What is a good distance measure to compute the similarity or dissimilarity of the admixture results of two people? Is the Euclidean distance a good one in this case? It certainly is the most common and the easiest to use I guess. So we usually default to it.

However, if we look at the Fst divergences of the ancestral components, we see that the different components are more or less different from each other. So a 5% difference in C1 might not be the same as a 5% difference in C10.

A solution might be to use a weighted distance, but how to weight it? The Fst numbers give pairwise distances for the different ancestral populations. If you are focused on a specific population (e.g., South Asians), we could try weighting by the Fst values between that component and the others. But I am not sure if that's a good solution either.

In the end, a Euclidean distance measure gives us a rough idea of the differences between admixture results, but it should not be used to explain minor differences or to consider phylogenies.

Harappa and Reference I Dendrograms

Looking at the Harappa dendrogram and the dendrogram for reference I, I thought I would combine them to see where our project participants fit.
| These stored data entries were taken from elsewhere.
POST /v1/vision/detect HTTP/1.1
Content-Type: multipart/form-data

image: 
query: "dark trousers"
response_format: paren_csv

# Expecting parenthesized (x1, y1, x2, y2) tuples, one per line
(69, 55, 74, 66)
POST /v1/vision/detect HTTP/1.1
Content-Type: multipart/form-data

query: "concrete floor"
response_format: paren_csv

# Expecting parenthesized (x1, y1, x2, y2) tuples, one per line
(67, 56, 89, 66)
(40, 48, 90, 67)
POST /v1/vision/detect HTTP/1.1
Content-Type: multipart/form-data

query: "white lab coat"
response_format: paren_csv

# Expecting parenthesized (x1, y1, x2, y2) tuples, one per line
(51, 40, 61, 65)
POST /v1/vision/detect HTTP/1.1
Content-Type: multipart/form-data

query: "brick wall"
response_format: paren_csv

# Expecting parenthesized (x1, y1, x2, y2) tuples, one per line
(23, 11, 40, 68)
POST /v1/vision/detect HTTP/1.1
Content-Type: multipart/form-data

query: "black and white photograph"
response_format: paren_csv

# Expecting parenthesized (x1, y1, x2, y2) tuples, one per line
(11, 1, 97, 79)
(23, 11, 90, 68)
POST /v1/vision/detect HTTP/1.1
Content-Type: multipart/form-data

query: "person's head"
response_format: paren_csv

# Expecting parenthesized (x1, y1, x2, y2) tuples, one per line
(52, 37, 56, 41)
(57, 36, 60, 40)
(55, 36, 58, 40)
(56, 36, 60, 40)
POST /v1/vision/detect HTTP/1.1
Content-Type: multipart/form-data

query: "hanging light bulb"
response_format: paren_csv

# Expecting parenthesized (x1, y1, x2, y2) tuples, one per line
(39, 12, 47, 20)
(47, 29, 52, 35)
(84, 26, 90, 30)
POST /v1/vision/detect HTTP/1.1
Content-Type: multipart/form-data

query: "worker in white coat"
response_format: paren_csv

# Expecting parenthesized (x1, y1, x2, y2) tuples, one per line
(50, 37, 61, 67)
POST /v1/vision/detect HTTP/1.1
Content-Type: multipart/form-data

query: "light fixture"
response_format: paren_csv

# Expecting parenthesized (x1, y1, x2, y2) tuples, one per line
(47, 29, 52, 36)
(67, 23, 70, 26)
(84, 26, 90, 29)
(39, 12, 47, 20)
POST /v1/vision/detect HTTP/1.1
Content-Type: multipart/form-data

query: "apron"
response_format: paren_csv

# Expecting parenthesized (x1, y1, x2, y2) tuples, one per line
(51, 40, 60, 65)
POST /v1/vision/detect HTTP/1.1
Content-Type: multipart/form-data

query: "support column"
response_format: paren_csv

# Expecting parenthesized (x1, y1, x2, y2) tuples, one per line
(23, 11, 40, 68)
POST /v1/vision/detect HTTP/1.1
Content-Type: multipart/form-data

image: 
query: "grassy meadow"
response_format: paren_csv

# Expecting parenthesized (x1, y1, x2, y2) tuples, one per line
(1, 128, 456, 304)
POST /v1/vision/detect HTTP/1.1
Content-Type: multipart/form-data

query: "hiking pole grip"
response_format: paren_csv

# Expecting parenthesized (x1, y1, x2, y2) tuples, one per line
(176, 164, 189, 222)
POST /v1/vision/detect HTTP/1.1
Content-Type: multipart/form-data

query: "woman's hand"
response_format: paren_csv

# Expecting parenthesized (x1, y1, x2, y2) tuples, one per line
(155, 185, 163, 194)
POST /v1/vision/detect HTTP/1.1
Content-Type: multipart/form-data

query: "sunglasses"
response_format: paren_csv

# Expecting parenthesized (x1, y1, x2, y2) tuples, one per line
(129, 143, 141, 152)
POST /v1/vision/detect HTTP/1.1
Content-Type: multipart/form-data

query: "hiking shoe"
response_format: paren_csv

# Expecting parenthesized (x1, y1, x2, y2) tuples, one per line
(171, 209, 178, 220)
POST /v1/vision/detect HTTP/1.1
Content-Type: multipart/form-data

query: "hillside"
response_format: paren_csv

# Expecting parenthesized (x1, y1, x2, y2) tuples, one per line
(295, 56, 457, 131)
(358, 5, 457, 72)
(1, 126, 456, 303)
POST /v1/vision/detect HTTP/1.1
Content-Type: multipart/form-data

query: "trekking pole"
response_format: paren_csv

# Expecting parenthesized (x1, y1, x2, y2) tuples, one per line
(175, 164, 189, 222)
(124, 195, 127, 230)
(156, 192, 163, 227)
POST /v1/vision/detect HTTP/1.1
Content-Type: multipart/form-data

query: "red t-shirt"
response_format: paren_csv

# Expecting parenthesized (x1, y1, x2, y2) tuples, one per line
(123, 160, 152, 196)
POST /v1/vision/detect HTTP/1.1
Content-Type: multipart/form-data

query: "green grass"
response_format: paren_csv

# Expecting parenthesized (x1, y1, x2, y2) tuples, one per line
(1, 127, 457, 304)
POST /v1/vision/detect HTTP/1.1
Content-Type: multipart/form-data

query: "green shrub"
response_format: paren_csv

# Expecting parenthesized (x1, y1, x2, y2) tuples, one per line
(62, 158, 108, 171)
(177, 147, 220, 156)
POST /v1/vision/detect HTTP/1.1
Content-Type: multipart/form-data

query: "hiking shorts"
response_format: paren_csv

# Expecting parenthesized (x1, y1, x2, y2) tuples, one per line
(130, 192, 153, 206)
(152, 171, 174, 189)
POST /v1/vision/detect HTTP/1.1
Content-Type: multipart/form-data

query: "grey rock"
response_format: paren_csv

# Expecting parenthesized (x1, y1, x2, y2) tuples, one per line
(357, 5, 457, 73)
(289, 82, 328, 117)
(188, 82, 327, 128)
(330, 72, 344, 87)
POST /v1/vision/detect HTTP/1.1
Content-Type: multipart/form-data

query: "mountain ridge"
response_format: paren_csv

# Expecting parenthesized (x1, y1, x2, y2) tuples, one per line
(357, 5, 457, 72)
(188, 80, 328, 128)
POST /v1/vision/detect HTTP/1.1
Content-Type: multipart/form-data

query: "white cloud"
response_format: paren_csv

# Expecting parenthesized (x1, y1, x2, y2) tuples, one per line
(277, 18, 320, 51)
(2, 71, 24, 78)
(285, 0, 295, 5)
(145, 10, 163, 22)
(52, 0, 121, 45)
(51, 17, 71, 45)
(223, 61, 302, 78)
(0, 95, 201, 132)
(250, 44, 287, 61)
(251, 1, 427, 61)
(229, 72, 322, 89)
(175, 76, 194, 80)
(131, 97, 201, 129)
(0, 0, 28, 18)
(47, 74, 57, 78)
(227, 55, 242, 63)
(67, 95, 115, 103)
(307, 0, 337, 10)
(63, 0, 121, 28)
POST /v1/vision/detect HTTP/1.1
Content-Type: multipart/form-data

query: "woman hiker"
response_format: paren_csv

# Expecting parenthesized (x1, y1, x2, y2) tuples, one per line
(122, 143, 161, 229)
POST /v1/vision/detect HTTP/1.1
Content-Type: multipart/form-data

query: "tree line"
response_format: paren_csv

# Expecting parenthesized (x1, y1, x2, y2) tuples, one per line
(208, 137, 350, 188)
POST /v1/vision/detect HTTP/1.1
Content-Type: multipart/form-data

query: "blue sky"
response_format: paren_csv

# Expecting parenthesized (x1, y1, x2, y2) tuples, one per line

Then I got more curious. I wanted to see a similarity tree of all the samples in reference I (2,654) plus the 40 Harappa participants I have processed till now. That came out to be such a huge tree it was impossible to save it in a way to be legible. Finally I compromised by selecting only the South Asian samples from the Reference I dataset and putting them together with the Harappa data. Unfortunately, that doesn't give the Iranian and European-admixed participants any information. I'll have to analyze those separately.

Anyway, here's the South Asian Admixture Dendrogram in PDF format. That means you can search for "HRP" to find all the project members, which is why I like PDF in this case better than an image.

Note that Singapore Indians are such a good stand-in for South Indians.